HS2 to be ‘mostly public money’

The UK government has given its clearest public indication yet that it intends to shoulder the majority of the costs for the development of the country’s second high-speed rail line, known colloquially as HS2.

“The government is proceeding with HS2 on the basis that the costs of the project will be met in large part from the public purse,” Simon Burns, Transport Minister, told Parliament.

“While my department has made clear that we will explore opportunities for third party funding and financing as the project develops, we are not at a stage in the process where we can say what proportion of the project costs might be met this way,” he added.

The £33 billion (€41 billion; $53 billion) HS2 project intends to build a Y-shaped network linking London to Birmingham, Manchester and Leeds , with stops in the East Midlands and South Yorkshire, and direct links to Heathrow Airport and to the country’s first high-speed rail line, HS1, which links London to Paris.

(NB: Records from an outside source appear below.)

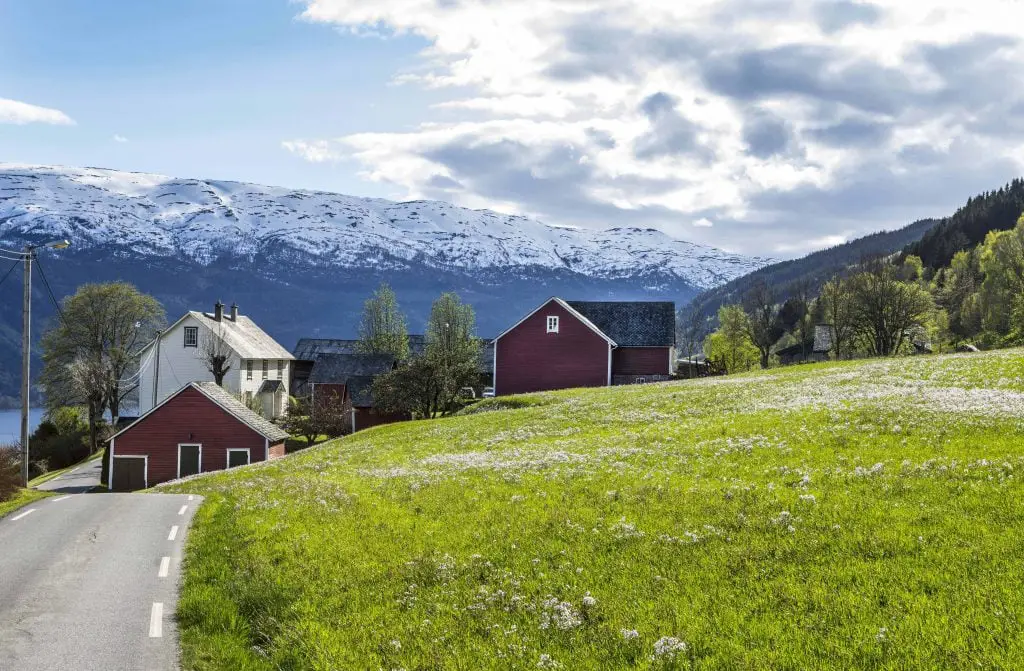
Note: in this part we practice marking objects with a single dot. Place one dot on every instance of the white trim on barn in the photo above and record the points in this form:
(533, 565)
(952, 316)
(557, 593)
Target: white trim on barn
(189, 445)
(249, 456)
(569, 309)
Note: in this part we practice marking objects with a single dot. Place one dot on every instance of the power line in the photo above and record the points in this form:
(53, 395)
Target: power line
(49, 292)
(9, 270)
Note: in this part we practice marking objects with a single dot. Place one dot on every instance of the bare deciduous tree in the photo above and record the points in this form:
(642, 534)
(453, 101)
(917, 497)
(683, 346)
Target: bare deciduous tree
(216, 353)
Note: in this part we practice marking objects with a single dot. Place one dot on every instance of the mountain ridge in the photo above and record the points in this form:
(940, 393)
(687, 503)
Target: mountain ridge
(301, 262)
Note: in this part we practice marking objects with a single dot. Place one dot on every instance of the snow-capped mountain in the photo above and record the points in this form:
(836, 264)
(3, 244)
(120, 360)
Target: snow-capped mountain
(203, 220)
(301, 262)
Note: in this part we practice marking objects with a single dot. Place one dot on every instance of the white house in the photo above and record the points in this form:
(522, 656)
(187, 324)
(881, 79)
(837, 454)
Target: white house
(258, 365)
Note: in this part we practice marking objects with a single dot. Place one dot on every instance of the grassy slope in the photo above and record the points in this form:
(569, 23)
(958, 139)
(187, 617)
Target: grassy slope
(47, 476)
(851, 515)
(24, 498)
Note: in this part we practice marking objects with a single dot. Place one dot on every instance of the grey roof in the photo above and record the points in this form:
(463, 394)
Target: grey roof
(247, 339)
(309, 348)
(632, 324)
(270, 386)
(336, 369)
(360, 390)
(236, 408)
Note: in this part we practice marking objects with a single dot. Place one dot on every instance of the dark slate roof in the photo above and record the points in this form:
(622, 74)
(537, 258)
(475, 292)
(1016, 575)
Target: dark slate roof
(236, 408)
(632, 324)
(270, 386)
(309, 348)
(336, 369)
(360, 390)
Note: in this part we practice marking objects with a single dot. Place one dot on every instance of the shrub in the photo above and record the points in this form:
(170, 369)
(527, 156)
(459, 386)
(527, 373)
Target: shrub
(10, 471)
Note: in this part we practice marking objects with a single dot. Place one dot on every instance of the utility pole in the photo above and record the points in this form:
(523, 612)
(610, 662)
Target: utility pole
(156, 371)
(26, 357)
(27, 256)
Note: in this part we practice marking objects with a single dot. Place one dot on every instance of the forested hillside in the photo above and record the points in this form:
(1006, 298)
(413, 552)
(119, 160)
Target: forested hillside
(996, 210)
(814, 269)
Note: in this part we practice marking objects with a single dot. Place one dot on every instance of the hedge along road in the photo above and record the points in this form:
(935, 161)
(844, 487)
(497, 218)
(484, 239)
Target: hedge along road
(90, 581)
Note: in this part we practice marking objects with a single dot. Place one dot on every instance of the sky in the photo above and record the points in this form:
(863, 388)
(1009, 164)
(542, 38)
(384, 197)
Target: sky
(768, 127)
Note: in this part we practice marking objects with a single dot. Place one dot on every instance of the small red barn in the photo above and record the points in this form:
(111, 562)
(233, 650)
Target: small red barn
(564, 344)
(197, 429)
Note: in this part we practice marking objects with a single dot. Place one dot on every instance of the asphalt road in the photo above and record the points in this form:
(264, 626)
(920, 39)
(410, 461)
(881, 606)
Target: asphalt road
(90, 581)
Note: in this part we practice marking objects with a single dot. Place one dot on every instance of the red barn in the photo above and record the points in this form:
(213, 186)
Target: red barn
(198, 429)
(564, 344)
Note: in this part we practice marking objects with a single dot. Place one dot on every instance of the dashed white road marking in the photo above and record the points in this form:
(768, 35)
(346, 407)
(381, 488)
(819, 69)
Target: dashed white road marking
(157, 621)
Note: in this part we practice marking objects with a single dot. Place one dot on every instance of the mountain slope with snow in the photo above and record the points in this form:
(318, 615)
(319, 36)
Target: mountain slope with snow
(301, 262)
(207, 219)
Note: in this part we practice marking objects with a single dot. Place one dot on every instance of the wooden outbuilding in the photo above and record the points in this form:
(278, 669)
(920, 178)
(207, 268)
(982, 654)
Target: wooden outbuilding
(198, 429)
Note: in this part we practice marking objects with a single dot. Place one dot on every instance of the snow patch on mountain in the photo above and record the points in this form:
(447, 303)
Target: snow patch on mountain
(208, 219)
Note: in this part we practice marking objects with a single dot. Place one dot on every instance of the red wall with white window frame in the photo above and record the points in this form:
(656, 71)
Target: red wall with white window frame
(529, 359)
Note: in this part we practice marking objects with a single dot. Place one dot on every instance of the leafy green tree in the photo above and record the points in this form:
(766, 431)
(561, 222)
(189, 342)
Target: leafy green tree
(91, 354)
(1001, 293)
(837, 301)
(382, 330)
(730, 346)
(763, 325)
(429, 385)
(885, 309)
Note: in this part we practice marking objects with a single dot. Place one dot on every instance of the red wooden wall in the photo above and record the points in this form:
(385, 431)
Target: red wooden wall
(641, 361)
(188, 417)
(528, 359)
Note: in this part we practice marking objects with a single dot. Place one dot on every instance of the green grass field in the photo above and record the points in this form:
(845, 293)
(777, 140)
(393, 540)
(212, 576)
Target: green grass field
(22, 499)
(857, 515)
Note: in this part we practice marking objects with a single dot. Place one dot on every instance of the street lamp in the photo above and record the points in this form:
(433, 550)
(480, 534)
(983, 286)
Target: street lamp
(27, 256)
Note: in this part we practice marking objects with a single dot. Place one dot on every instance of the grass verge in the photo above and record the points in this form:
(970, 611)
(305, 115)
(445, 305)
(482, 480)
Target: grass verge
(856, 515)
(22, 499)
(52, 474)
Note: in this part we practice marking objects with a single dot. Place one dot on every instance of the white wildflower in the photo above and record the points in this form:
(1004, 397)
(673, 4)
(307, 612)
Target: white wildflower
(667, 647)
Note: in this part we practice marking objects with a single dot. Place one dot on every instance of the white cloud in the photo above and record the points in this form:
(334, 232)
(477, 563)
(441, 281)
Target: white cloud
(314, 152)
(14, 112)
(755, 114)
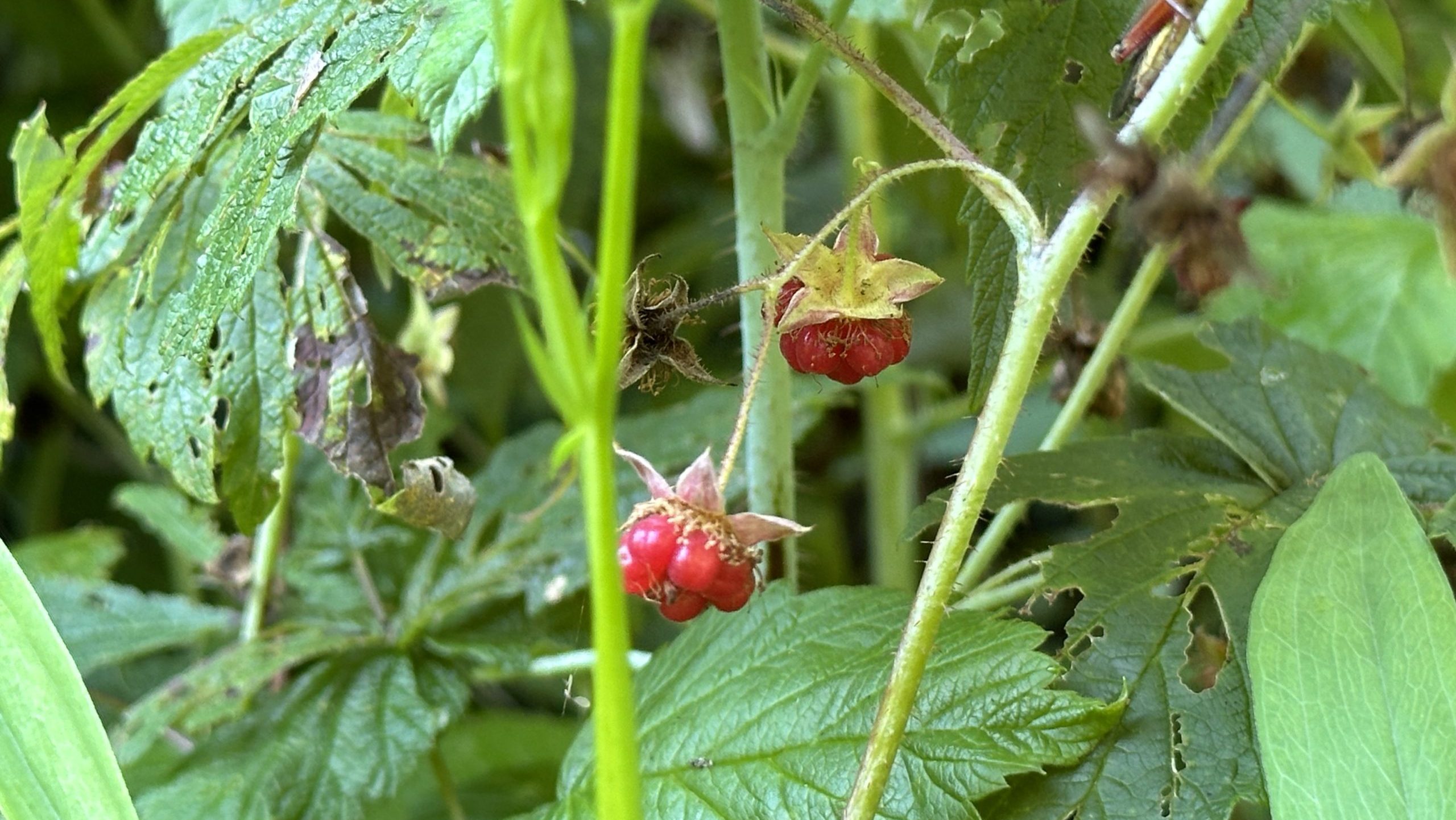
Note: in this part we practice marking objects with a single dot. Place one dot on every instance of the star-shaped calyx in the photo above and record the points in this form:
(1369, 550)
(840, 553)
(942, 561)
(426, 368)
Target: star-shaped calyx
(852, 280)
(682, 548)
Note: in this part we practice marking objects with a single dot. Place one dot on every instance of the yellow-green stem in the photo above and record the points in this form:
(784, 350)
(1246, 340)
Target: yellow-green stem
(1044, 274)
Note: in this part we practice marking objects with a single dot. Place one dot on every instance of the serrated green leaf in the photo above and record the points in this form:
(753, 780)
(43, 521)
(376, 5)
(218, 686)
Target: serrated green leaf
(1351, 653)
(819, 663)
(1186, 507)
(468, 198)
(1388, 308)
(453, 71)
(220, 688)
(1176, 573)
(433, 255)
(107, 624)
(183, 526)
(50, 238)
(82, 553)
(1288, 410)
(316, 76)
(55, 753)
(344, 733)
(164, 404)
(503, 762)
(433, 494)
(255, 388)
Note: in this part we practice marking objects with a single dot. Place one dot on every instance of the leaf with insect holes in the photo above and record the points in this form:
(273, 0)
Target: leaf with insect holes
(107, 624)
(180, 525)
(1388, 308)
(449, 68)
(448, 223)
(985, 713)
(1168, 587)
(1293, 413)
(344, 733)
(1189, 512)
(359, 396)
(1351, 653)
(337, 59)
(1012, 100)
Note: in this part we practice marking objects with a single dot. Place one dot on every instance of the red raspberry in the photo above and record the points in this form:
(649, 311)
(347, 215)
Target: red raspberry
(683, 606)
(845, 350)
(696, 561)
(733, 587)
(644, 554)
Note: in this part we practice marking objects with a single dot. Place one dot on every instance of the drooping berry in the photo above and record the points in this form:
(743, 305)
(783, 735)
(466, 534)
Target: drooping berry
(683, 606)
(696, 561)
(644, 553)
(845, 350)
(683, 551)
(733, 587)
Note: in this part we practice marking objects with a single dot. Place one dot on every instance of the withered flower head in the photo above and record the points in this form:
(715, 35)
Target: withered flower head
(1074, 346)
(651, 346)
(1167, 203)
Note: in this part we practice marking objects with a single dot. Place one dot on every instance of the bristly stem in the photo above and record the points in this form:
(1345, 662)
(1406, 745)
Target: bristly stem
(1044, 276)
(1114, 337)
(268, 542)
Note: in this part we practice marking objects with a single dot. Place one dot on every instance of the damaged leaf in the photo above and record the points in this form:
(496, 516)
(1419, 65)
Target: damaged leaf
(359, 396)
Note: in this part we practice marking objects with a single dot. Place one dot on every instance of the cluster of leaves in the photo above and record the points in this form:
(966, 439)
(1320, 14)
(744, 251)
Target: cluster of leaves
(188, 321)
(1165, 592)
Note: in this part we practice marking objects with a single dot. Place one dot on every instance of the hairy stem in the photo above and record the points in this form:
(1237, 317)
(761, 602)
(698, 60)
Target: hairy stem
(758, 184)
(1043, 279)
(621, 793)
(268, 542)
(890, 459)
(1110, 347)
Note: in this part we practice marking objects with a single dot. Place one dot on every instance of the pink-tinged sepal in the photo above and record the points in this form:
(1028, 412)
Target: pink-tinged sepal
(656, 484)
(753, 528)
(698, 486)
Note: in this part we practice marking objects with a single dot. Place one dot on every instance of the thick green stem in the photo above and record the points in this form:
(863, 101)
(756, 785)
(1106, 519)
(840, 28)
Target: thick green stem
(1043, 279)
(1110, 347)
(268, 542)
(537, 94)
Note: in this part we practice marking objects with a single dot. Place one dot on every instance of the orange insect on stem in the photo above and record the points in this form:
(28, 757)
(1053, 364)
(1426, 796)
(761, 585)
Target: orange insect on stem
(1151, 19)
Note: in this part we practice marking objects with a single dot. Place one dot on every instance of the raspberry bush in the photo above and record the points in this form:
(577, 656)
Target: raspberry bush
(347, 346)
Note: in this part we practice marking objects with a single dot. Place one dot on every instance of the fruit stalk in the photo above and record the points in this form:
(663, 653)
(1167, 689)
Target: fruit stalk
(1044, 274)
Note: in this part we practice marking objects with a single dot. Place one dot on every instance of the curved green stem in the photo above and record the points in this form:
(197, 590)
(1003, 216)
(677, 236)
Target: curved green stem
(268, 544)
(1043, 279)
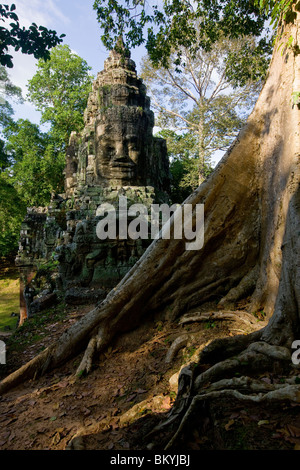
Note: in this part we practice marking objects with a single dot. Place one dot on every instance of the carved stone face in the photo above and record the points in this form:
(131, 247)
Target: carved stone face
(121, 148)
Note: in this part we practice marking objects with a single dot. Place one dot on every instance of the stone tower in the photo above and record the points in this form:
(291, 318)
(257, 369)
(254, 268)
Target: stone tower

But the project has been mired in controversy more or less since it was announced, with many openly questioning its value for money. Recently, a group of MPs signalled they want to ask Prime Minister David Cameron to release an assessment by the Major Projects Authority unit, which allegedly classifies the project as “amber/red,” meaning the line’s future might be in doubt, the Financial Times reported.

When the line was announced earlier this year, the government said HS2 will generate up to £59 billion in benefits over a 60-year period. However, it admitted that phase one of the project would only create about £1.4 for every £1 invested, which it said lay in the “lower end of the medium value for money categories”.